In 1909 Langen founded a magazine, Die Bühne. Zeitschrift für direktoriale Interessen. The manager this time was the playwright Ernst Neumann-Jödemann. This magazine aimed at the theater directors to professionalize the booming theater business. The magazine also operated as a direct intermediary between authors and theaters; authors could have their plays proof-read and edited by the editorial committee. The magazine was quickly, in 1909, taken over by the Deutsche Theater-Zeitschrift. Wochenschrift für Bühnenkunst und Bühnenpraxis, which had been established in 1908 by the theater director Gustav Hartung. From 1911 onwards it continued as the Neue Theater-Zeitschrift.

In 1911 Langen became co-manager of the new Kurfürsten-Oper, established by the lawyer Max Epstein. This company went bankrupt in 1913 due to bad management by the director Victor Palfi. In 1915 the theater was reestablished as the Deutsches Künstler-Theater.

Between 1912 and 1916 Langen worked for the Berlin branch of the Deutsche Verlags Anstalt (DVA), one of the major German publishing houses.

On 1 April 1916 Langen was appointed head of the theater section of the Kurt Wolff Verlag in Leipzig. This branch flourished until 12 September 1917, when four major theater publishers merged into Die Vereinigte Bühnenvertriebe Drei Masken / Georg Müller / Erich Reiß / Kurt Wolff Verlag, Berlin.

From 1918 until his death in 1927 Langen traveled between Berlin and Solingen, where he worked together with, among others, Louise Dumont, the manager of the Schauspielhaus Düsseldorf and a close friend of his late mother.

==Marriage with Grete Trakl==
Most likely Langen met the musical prodigy Grete Trakl in the autumn of 1910. This date is cited in research on the poems by Georg Trakl, because Langen copied some of his poems at approximately that time. The couple was engaged in March 1911. The couple only married on 17 July 1912, after an unsavory court procedure in Salzburg, in which Langen finally acquired legal permission to marry his fiancée. By marrying Grete he withdrew his protégé from the influence of the Trakl family, who lived in debt and refused to invest in Grete's talent any further. Langen engaged the German-American avant-garde pianist Richard Buhlig as her private tutor.

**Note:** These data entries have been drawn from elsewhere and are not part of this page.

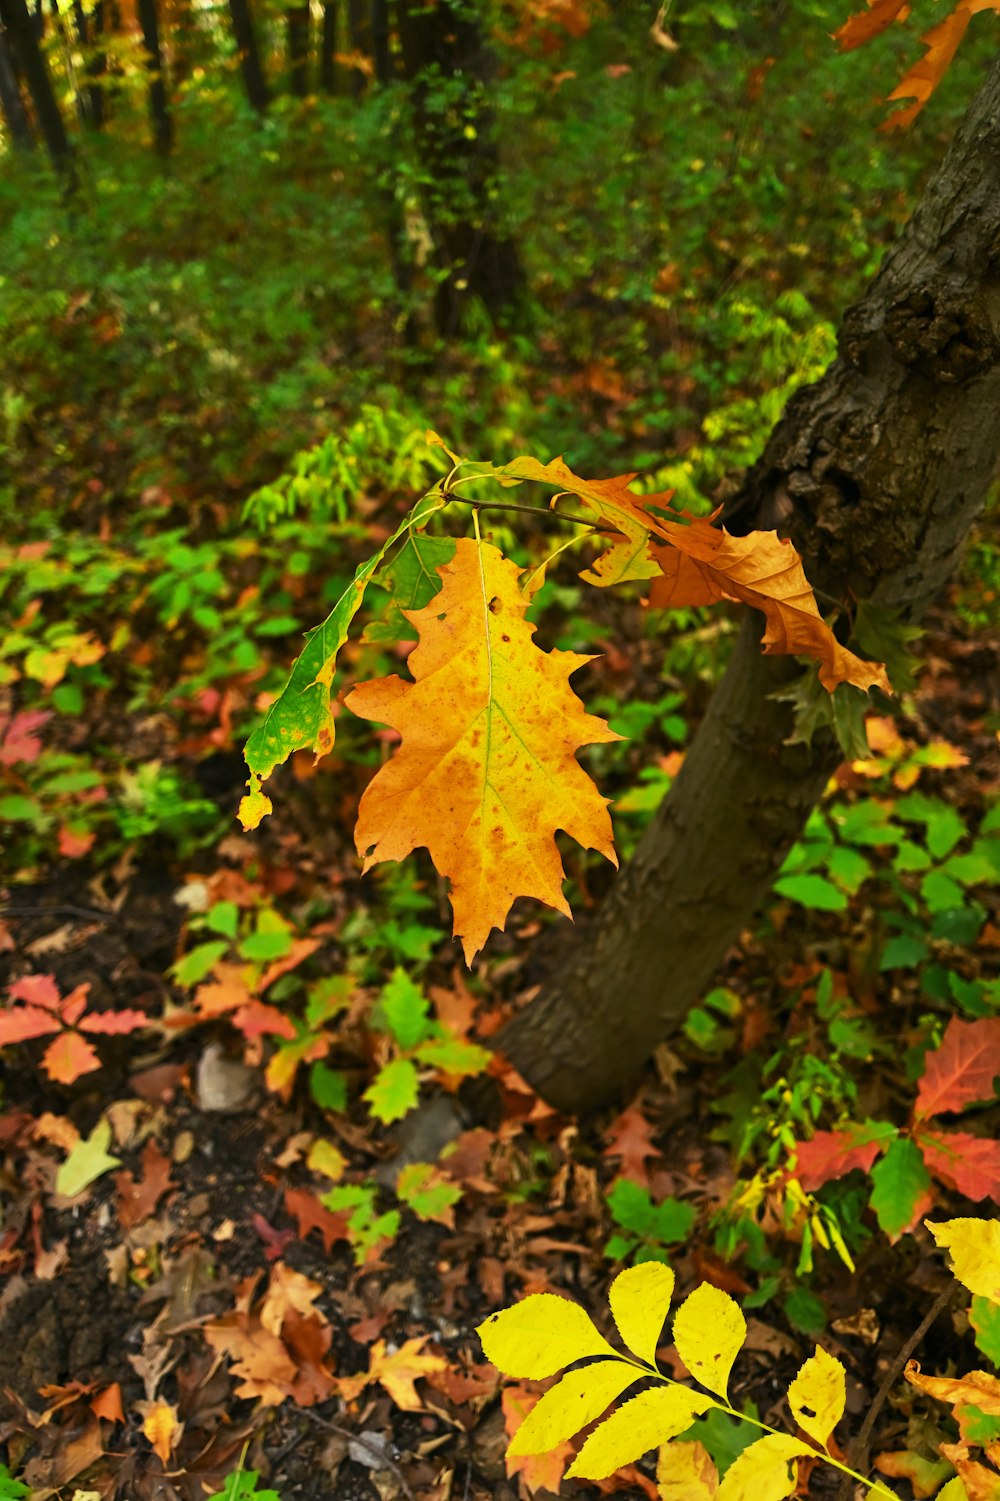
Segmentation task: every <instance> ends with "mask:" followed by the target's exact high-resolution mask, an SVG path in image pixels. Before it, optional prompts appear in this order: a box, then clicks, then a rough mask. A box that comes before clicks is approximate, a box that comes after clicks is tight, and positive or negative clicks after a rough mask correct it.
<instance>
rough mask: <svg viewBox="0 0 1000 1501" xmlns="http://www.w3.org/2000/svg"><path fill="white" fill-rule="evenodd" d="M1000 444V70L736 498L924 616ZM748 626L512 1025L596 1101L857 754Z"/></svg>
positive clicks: (985, 87) (831, 592) (946, 578)
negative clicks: (877, 273)
mask: <svg viewBox="0 0 1000 1501" xmlns="http://www.w3.org/2000/svg"><path fill="white" fill-rule="evenodd" d="M998 459H1000V63H997V65H994V68H992V71H991V72H989V75H988V78H986V81H985V84H983V87H982V90H980V92H979V95H977V98H976V99H974V102H973V105H971V107H970V110H968V113H967V116H965V119H964V122H962V125H961V128H959V131H958V134H956V137H955V141H953V144H952V147H950V149H949V152H947V155H946V158H944V161H943V164H941V165H940V168H938V170H937V173H935V174H934V177H932V180H931V183H929V185H928V188H926V192H925V194H923V197H922V200H920V204H919V206H917V209H916V212H914V215H913V218H911V219H910V222H908V225H907V227H905V230H904V231H902V234H901V237H899V240H898V243H896V246H895V248H893V249H892V252H890V254H889V255H887V258H886V261H884V263H883V267H881V270H880V272H878V275H877V278H875V279H874V282H872V284H871V287H869V290H868V293H866V294H865V297H863V299H862V300H860V302H859V303H857V305H856V306H853V308H851V309H850V311H848V312H847V314H845V317H844V324H842V329H841V333H839V339H838V356H836V359H835V362H833V365H832V366H830V368H829V371H827V372H826V375H824V377H823V378H821V380H820V381H818V383H817V384H814V386H808V387H803V389H802V390H799V392H797V393H796V395H794V396H793V399H791V401H790V402H788V407H787V410H785V414H784V416H782V419H781V422H779V423H778V426H776V428H775V431H773V434H772V437H770V440H769V443H767V447H766V450H764V453H763V456H761V459H760V461H758V462H757V464H755V465H754V467H752V468H751V470H749V471H748V473H746V476H745V479H743V482H742V485H740V488H739V491H737V494H736V495H734V497H733V500H731V501H730V503H728V504H727V510H725V522H727V525H730V528H731V530H733V531H740V533H743V531H749V530H752V528H754V527H764V528H766V527H773V525H775V521H776V519H781V521H782V531H787V533H788V534H790V536H791V539H793V540H794V543H796V546H797V548H799V551H800V552H802V555H803V558H805V567H806V573H808V576H809V579H811V582H812V584H814V585H815V587H818V588H821V590H823V591H824V593H826V594H830V596H833V597H835V599H838V600H842V602H845V603H847V602H850V600H851V599H872V600H875V602H877V603H878V605H880V606H883V608H887V609H893V611H898V612H899V615H901V617H902V618H904V620H907V621H910V620H917V618H919V617H920V614H922V612H923V609H925V608H926V605H928V603H929V602H931V600H932V599H934V596H935V594H937V591H938V590H940V588H941V585H943V584H944V582H946V579H947V576H949V575H950V572H952V569H953V566H955V561H956V560H958V557H959V552H961V548H962V543H964V540H965V537H967V534H968V528H970V525H971V522H973V519H974V516H976V513H977V512H979V509H980V506H982V503H983V500H985V497H986V494H988V491H989V486H991V483H992V480H994V477H995V473H997V464H998ZM758 638H760V617H758V615H755V614H751V615H749V617H748V620H746V621H745V623H743V627H742V632H740V636H739V642H737V647H736V650H734V654H733V660H731V663H730V666H728V669H727V672H725V677H724V680H722V683H721V684H719V689H718V690H716V693H715V698H713V701H712V705H710V708H709V713H707V716H706V720H704V723H703V725H701V729H700V731H698V735H697V737H695V741H694V744H692V747H691V751H689V752H688V757H686V760H685V764H683V769H682V772H680V775H679V778H677V782H676V784H674V787H673V790H671V793H670V796H668V797H667V800H665V802H664V805H662V806H661V809H659V812H658V814H656V817H655V818H653V821H652V824H650V827H649V830H647V832H646V836H644V838H643V841H641V844H640V847H638V850H637V853H635V856H634V857H632V860H631V862H629V865H628V866H626V868H625V869H623V871H622V874H620V875H619V878H617V880H616V884H614V887H613V890H611V895H610V896H608V898H607V901H605V902H604V905H602V907H601V910H599V913H598V914H596V917H595V920H593V923H592V926H590V928H589V931H586V932H583V934H581V935H580V937H578V940H577V941H575V943H572V946H571V944H566V955H565V962H563V964H562V967H560V968H559V973H556V974H553V976H551V979H550V983H548V986H547V988H544V989H542V995H541V997H539V1000H538V1001H535V1003H533V1004H530V1006H527V1007H526V1009H524V1010H523V1012H520V1013H518V1015H515V1018H514V1019H512V1021H511V1024H509V1025H508V1027H506V1030H505V1031H503V1033H502V1036H500V1039H498V1045H500V1046H502V1048H503V1049H505V1051H506V1054H508V1057H509V1058H511V1060H512V1061H514V1063H515V1064H517V1067H518V1069H520V1070H521V1072H523V1073H524V1075H526V1078H527V1079H530V1082H532V1084H533V1085H535V1087H536V1088H538V1090H539V1091H541V1094H542V1096H544V1097H545V1099H547V1100H550V1102H551V1103H554V1105H557V1106H560V1108H563V1109H566V1111H583V1109H587V1108H590V1106H595V1105H598V1103H604V1102H607V1100H611V1099H614V1097H616V1096H617V1094H620V1091H622V1090H625V1088H626V1087H628V1085H629V1084H631V1082H632V1081H634V1079H635V1076H637V1073H638V1070H640V1069H641V1066H643V1064H644V1061H646V1060H647V1058H649V1055H650V1054H652V1052H653V1049H655V1048H656V1046H658V1043H659V1042H662V1040H664V1039H665V1037H667V1036H668V1034H670V1033H671V1031H673V1030H674V1028H676V1027H677V1025H679V1024H680V1021H682V1019H683V1016H685V1013H686V1012H688V1010H689V1007H691V1006H692V1004H694V1003H695V1001H697V1000H698V997H700V995H701V992H703V989H704V988H706V985H707V983H709V982H710V979H712V976H713V973H715V970H716V968H718V965H719V962H721V959H722V958H724V955H725V950H727V949H728V947H730V946H731V944H733V943H734V941H736V938H737V937H739V934H740V931H742V929H743V928H745V925H746V923H748V922H749V920H751V919H752V916H754V911H755V908H757V905H758V904H760V902H761V899H763V898H764V896H766V893H767V890H769V887H770V884H772V881H773V878H775V874H776V871H778V866H779V865H781V862H782V859H784V856H785V853H787V850H788V847H790V845H791V844H793V841H794V839H796V838H797V836H799V833H800V832H802V827H803V824H805V820H806V818H808V814H809V811H811V808H812V806H814V803H815V800H817V799H818V796H820V793H821V790H823V787H824V782H826V779H827V775H829V773H830V770H832V769H833V767H835V764H836V761H838V758H839V757H838V751H836V747H835V746H833V743H832V741H830V740H823V741H818V743H814V746H812V747H811V749H805V747H803V746H800V744H796V746H788V744H785V743H784V741H785V738H787V735H788V729H790V710H788V705H787V704H781V702H776V701H775V698H773V693H775V692H778V690H781V689H782V686H785V684H787V683H788V681H790V678H791V677H794V674H796V666H794V663H791V662H788V660H787V659H782V657H764V656H761V653H760V650H758V645H757V642H758Z"/></svg>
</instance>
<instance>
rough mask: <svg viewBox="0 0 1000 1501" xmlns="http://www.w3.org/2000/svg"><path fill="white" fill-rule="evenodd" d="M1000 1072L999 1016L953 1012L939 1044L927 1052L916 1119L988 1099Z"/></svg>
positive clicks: (917, 1092)
mask: <svg viewBox="0 0 1000 1501" xmlns="http://www.w3.org/2000/svg"><path fill="white" fill-rule="evenodd" d="M997 1075H1000V1016H983V1018H980V1019H979V1021H976V1022H964V1021H961V1019H959V1018H958V1016H952V1019H950V1022H949V1024H947V1028H946V1031H944V1037H943V1039H941V1046H940V1048H938V1049H937V1052H931V1054H928V1060H926V1067H925V1070H923V1078H922V1079H920V1087H919V1090H917V1097H916V1108H914V1114H916V1118H917V1120H925V1118H926V1117H928V1115H940V1114H943V1112H949V1111H964V1109H965V1108H967V1106H968V1105H976V1103H979V1102H982V1100H991V1099H992V1096H994V1081H995V1078H997Z"/></svg>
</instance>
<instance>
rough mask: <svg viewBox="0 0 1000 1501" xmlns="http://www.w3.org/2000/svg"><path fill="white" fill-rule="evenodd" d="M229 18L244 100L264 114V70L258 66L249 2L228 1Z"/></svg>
mask: <svg viewBox="0 0 1000 1501" xmlns="http://www.w3.org/2000/svg"><path fill="white" fill-rule="evenodd" d="M230 18H231V21H233V36H234V38H236V47H237V50H239V54H240V68H242V71H243V87H245V89H246V98H248V99H249V102H251V108H252V110H257V113H258V114H264V113H266V111H267V84H266V83H264V69H263V68H261V65H260V53H258V51H257V38H255V36H254V21H252V17H251V9H249V0H230Z"/></svg>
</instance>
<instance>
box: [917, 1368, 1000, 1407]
mask: <svg viewBox="0 0 1000 1501" xmlns="http://www.w3.org/2000/svg"><path fill="white" fill-rule="evenodd" d="M904 1375H905V1378H907V1381H908V1382H911V1385H914V1387H919V1388H920V1390H922V1391H926V1393H928V1396H932V1397H937V1400H938V1402H950V1405H952V1406H977V1408H979V1411H980V1412H986V1414H988V1415H989V1417H1000V1379H997V1376H991V1375H989V1372H986V1370H970V1372H967V1375H964V1376H922V1375H920V1367H919V1364H917V1361H916V1360H910V1361H907V1367H905V1370H904Z"/></svg>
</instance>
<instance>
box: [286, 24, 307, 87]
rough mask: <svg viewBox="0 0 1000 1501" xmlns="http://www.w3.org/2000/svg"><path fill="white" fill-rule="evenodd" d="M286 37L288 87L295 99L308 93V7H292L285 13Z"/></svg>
mask: <svg viewBox="0 0 1000 1501" xmlns="http://www.w3.org/2000/svg"><path fill="white" fill-rule="evenodd" d="M285 27H287V36H288V87H290V89H291V93H293V95H294V96H296V99H305V98H306V96H308V93H309V6H308V5H294V6H288V9H287V11H285Z"/></svg>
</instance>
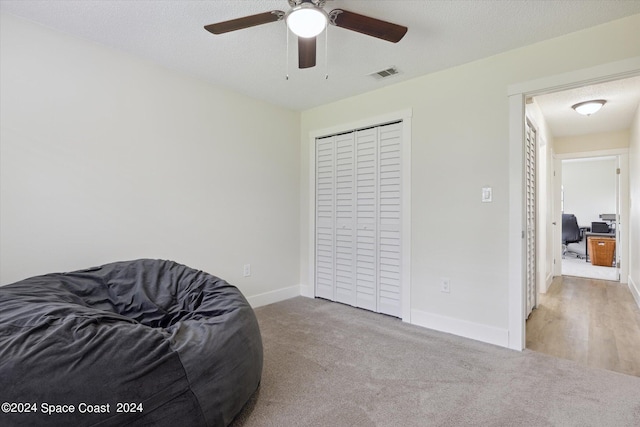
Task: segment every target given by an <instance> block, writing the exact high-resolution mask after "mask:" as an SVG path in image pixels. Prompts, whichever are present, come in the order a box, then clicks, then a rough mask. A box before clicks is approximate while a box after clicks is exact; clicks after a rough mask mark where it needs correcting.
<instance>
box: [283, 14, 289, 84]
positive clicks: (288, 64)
mask: <svg viewBox="0 0 640 427" xmlns="http://www.w3.org/2000/svg"><path fill="white" fill-rule="evenodd" d="M284 31H285V32H286V33H287V59H286V63H287V69H286V70H285V80H289V27H287V26H286V25H285V26H284Z"/></svg>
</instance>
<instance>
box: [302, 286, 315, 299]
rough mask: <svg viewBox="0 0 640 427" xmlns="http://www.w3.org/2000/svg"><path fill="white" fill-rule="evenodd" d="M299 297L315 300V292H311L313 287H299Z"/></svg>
mask: <svg viewBox="0 0 640 427" xmlns="http://www.w3.org/2000/svg"><path fill="white" fill-rule="evenodd" d="M300 295H302V296H303V297H307V298H315V297H316V295H315V292H313V286H309V285H300Z"/></svg>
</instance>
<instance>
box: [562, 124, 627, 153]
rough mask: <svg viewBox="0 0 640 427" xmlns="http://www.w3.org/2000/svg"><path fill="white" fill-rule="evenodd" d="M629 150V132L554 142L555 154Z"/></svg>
mask: <svg viewBox="0 0 640 427" xmlns="http://www.w3.org/2000/svg"><path fill="white" fill-rule="evenodd" d="M620 148H629V130H628V129H627V130H622V131H618V132H607V133H595V134H589V135H578V136H565V137H559V138H556V140H555V152H556V154H574V153H581V152H590V151H603V150H616V149H620Z"/></svg>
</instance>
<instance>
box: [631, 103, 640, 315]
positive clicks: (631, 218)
mask: <svg viewBox="0 0 640 427" xmlns="http://www.w3.org/2000/svg"><path fill="white" fill-rule="evenodd" d="M629 171H630V174H629V193H630V198H629V211H630V214H629V279H628V280H629V288H630V289H631V291H632V292H633V294H634V297H635V298H636V302H637V303H638V306H640V108H638V110H637V111H636V116H635V120H634V121H633V126H632V127H631V132H630V143H629Z"/></svg>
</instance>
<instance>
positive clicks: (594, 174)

When Grete inherited a considerable amount of money from her brother Georg after his death in November 1914, Langen also secured this estate for her. The couple separated in 1916, after it had become clear that Grete would not become a concert pianist due to emotional instability.

Langen was in Berlin when Grete died. As the closest relative in the area at the time of autopsy and identification at the Mortuary of the Institut für Rechtsmedizin of the Charité, he most likely determined Grete's burial place.

==Literature==
- Correspondence by and to Arthur Langen can be found in the Deutsches Literaturarchiv Marbach (with, among others, Arthur Schnitzler, Else Lasker-Schüler) and in the Goethe-Schiller-Archiv, Weimar (with Rudolf von Poellnitz, Insel Verlag).